食道がんの症状

初期には自覚症状がないことが多く、健康診断や人間ドックのときに内視鏡検査などで発見されることが20%近くあります。無症状で発見された食道がんは、早期であることが多く、最も治る確率が高くなります。食べ物を飲み込んだ時に胸の奥がチクチク痛んだり、熱いものを飲み込んだ時にしみるように感じる、胸骨後部違和感、背部違和感といった症状は、がんの初期の頃に見られるので、内視鏡検査を受けることをお勧めします。
  
がんがさらに大きくなると、食道の内側が狭くなり、食べ物がつかえて気がつくことがあります。特に丸呑みしがちな食べ物を食べた時、あるいはよく噛まずに食べた時に突然生ずることが多い症状です。窒息感などで喉や食道に何かが詰まっているかのように、言葉を出すことができません。
  
過食や速すぎて食べること、いくつかの食道疾患、消化不良などでもこのような症状がありますが、食道がんは頻繁におきます。柔らかいものは食べられるので食事は続けられますが、喉の検査を受け、異常が見つからないときは食道も検査する必要があります。さらに大きくなると、食道をふさいで水も通らなくなり、唾液も飲み込めずにもどすようになってしまいます。

食道がんの原因

喫煙と飲酒が確立したリスク要因とされています。特に発生頻度の高い扁平上皮がんでは、喫煙と飲酒が相乗的に作用して、リスクが高くなることも指摘されています。また、粗い食物や、熱い飲食物が食道粘膜を刺激して、リスクを上昇させるという研究結果も多く報告されています。
  
食道損傷やいくつかの食道の病気には、例えば、腐食性食道熱傷や食道狭窄、胃食道逆流性疾患、食道アカラシア、食道憩室などがあります。これらの疾患では、慢性炎症や、潰瘍、慢性的な刺激が食道上皮過形成や食道がんを引き起こす危険因子です。近年、欧米で急増している腺がんでは、食べ物や胃液などが胃から食道に逆流する「胃・食道逆流症」に加え、肥満により確実にリスクが高くなるとされています。
  
食生活でいえば、動物性タンパク質、脂肪、新鮮な野菜や果物不足です。また、ビタミンA、B2、Cの摂取量が不足しています。疫学調査によって、食道がんの多い地方では、いくつかの微量元素は、食糧や水や土壌中に低い含量です。例えば、モリブデン、銅、ホウ素、亜鉛、マグネシウムや鉄があります。モリブデンの欠乏は体内で植物の硝酸塩蓄積を引き起こせます。
  
食道癌の発生は、家族集積性を示していることがあります。家族歴陽性(父系・母系)や、リンパ球染色体遺伝子異常とも、食道がんに関連する要因かもしれません。

食道がんの予防/治療法

がんのリスク因子を避けることは、特定のがんの予防につながる可能性があります。リスク因子には、喫煙や過体重、運動不足などがあります。禁煙、健康的な食事、運動などの防御因子を高めることでも、がんを予防される場合があります。
  
食道 扁平上皮がんは、タバコの種類を問わない喫煙、およびアルコールの摂取と強く関係しています。禁煙により、この種のがんのリスクが低下する可能性があります。食道腺がんは、胃食道逆流症(GERD)に強く関係しています。胃食道逆流症は、胃の内容物が食道下部に戻ってしまう状態になる疾患です。胃食道逆流症により食道に炎症が生じ、それが続くとバレット食道になることがあります。バレット食道は、食道下部の内側を覆っている細胞が損傷した状態です。これらの細胞が変化したり、異常な細胞と置き換わったりして、食道腺がんにつながることがあります。
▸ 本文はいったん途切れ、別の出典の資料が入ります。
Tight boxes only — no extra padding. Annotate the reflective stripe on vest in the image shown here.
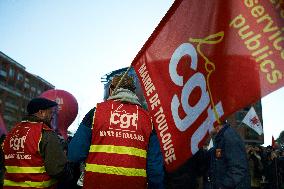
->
[4,179,57,188]
[90,145,147,158]
[5,166,46,173]
[86,163,146,177]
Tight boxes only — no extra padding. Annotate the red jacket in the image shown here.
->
[3,122,56,189]
[83,101,152,189]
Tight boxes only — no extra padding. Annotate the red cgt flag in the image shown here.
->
[132,0,284,171]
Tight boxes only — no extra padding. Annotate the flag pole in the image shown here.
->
[110,65,131,96]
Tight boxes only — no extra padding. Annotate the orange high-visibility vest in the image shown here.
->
[3,121,56,189]
[83,100,152,189]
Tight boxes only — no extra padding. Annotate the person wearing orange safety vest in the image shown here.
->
[68,75,163,189]
[2,98,72,189]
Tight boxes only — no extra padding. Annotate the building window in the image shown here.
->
[17,73,24,81]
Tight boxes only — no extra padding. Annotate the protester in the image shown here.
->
[2,98,72,188]
[68,75,164,189]
[246,145,263,189]
[206,122,250,189]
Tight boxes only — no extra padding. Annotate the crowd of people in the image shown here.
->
[0,72,284,189]
[246,145,284,189]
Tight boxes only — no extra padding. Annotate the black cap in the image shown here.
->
[27,98,57,114]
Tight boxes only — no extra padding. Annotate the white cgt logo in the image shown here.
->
[109,104,138,130]
[169,43,224,154]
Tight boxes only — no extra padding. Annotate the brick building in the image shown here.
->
[0,51,54,131]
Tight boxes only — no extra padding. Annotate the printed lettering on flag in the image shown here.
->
[242,107,263,135]
[132,0,284,171]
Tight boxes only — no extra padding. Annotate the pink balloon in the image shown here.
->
[0,114,8,136]
[40,89,78,139]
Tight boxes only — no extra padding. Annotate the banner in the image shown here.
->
[242,106,263,135]
[132,0,284,171]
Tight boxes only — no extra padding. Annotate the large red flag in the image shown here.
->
[132,0,284,171]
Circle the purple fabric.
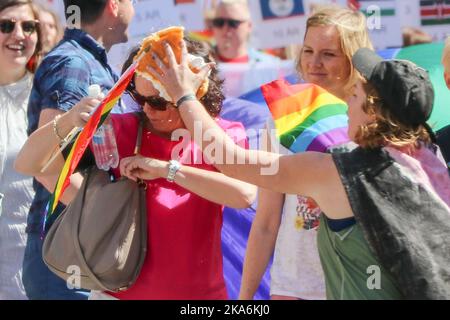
[307,127,348,152]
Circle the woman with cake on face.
[14,30,256,300]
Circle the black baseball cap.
[352,48,434,129]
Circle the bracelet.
[53,114,66,143]
[167,160,181,182]
[175,93,197,108]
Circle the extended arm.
[120,155,256,208]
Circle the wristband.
[175,93,197,108]
[53,114,66,143]
[167,160,181,182]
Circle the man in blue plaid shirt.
[22,0,134,299]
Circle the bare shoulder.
[280,152,353,219]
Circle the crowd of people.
[0,0,450,300]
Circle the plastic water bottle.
[88,84,119,171]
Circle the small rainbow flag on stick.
[44,60,139,225]
[261,80,350,153]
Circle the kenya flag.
[420,0,450,26]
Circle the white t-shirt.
[266,119,325,300]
手術やその他の薬物治療により胃の逆流を防止することで、食道腺がんのリスクが低下するかどうかは分かっていません。手術や薬物治療によりバレット食道にならないようにできるか検証するために、臨床試験が実施されています。非ステロイド性抗炎症薬(NSAID)を用いることで、 食道がんのリスクが低下する可能性があることを示している研究がいくつかあります。非ステロイド性抗炎症薬には、アスピリンの他に、腫れや痛みを抑える薬があります。しかし、非ステロイド性抗炎症薬の使用は、心臓発作、心不全、脳卒中、胃や腸における出血、腎臓障害などのリスクを高めます。